My parents recently moved a large amount of their savings from CDs and savings accounts to bond funds because they were tired of their low interest rates at the suggestion of a planner at their bank. They tend to do EVERYTHING at the wrong time because they are scared and think the next asset class will be safe. They lost a lot in stocks in the dot com era. Now they will never buy stocks again. They lost a lot in REITs after the real estate bubble (since real estate is safe, not like those stocks!) And now, they are just now deciding they can't stand their sub 1% interest and need to move into a bond fund because those are safe and have been doing so well.

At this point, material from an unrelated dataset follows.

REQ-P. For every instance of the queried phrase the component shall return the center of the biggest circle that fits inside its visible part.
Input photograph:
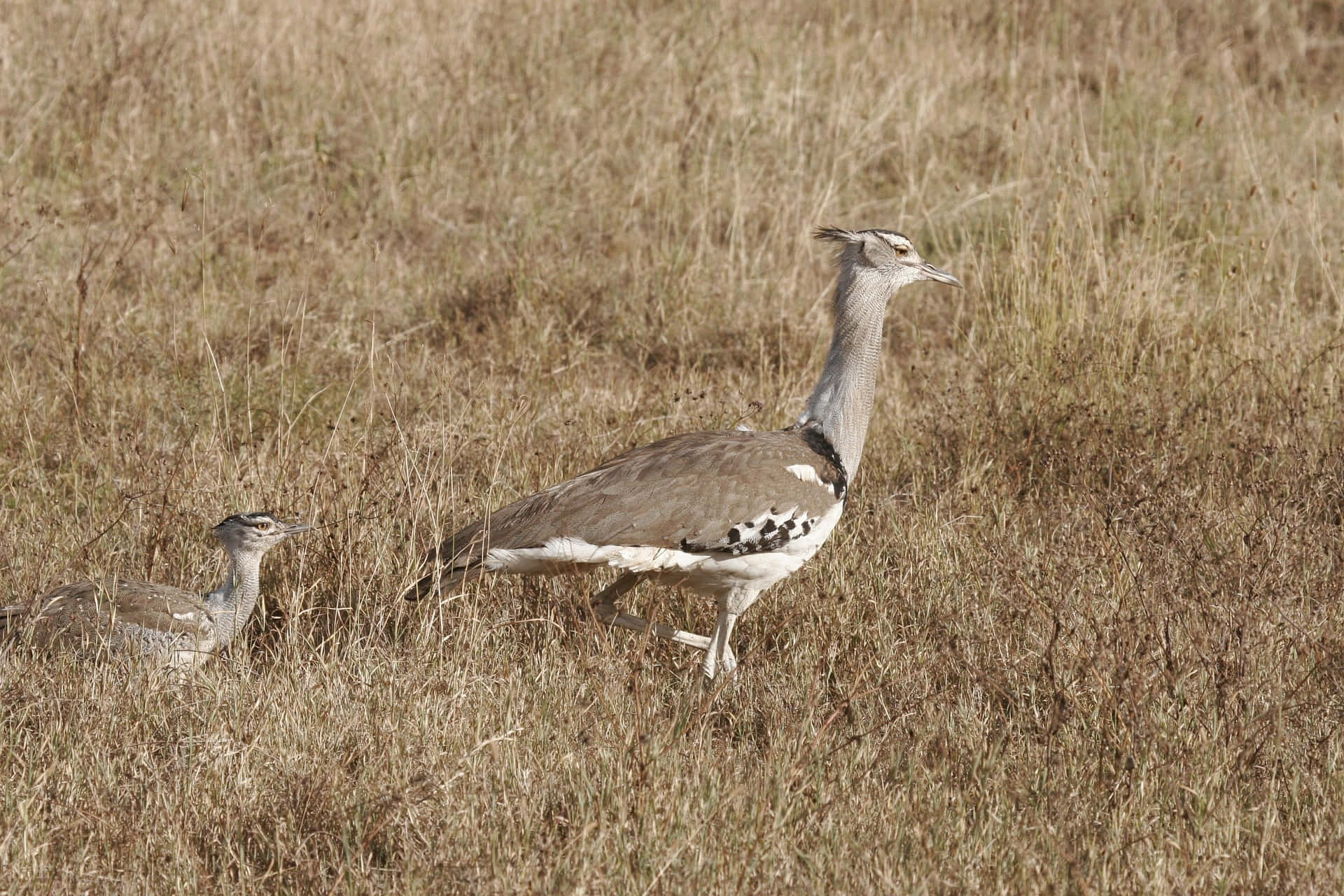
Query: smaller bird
(158, 622)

I have no special knowledge of when our low interest rate environment will become an extended rising interest rate environment, but it seems possible that it could happen eventually.
I am certain my parents are not willing to risk their principal for a higher current income. (They do not care when I explain real versus nominal losses, they are very emotional about money.) What is the worst case for a bond fund holder with no plans to reinvest any income received? Financial planners love to point to the last 10 years of returns, but they gloss over discussion of what could happen. I asked my mother if the planner mentioned that she could lose some of her principal and she said that he did explain that but that "they buy and sell all the time so they would end up buying the higher yield investments." Of course they do.. the buying and selling is the only cause of the loss in nominal value.
Sorry, I buried my question in a wall of text:
What is the worst case for a bond fund holder with no plans to reinvest any income received? What happened to someone who bought into bond funds at the worst time in the 1970s, for instance?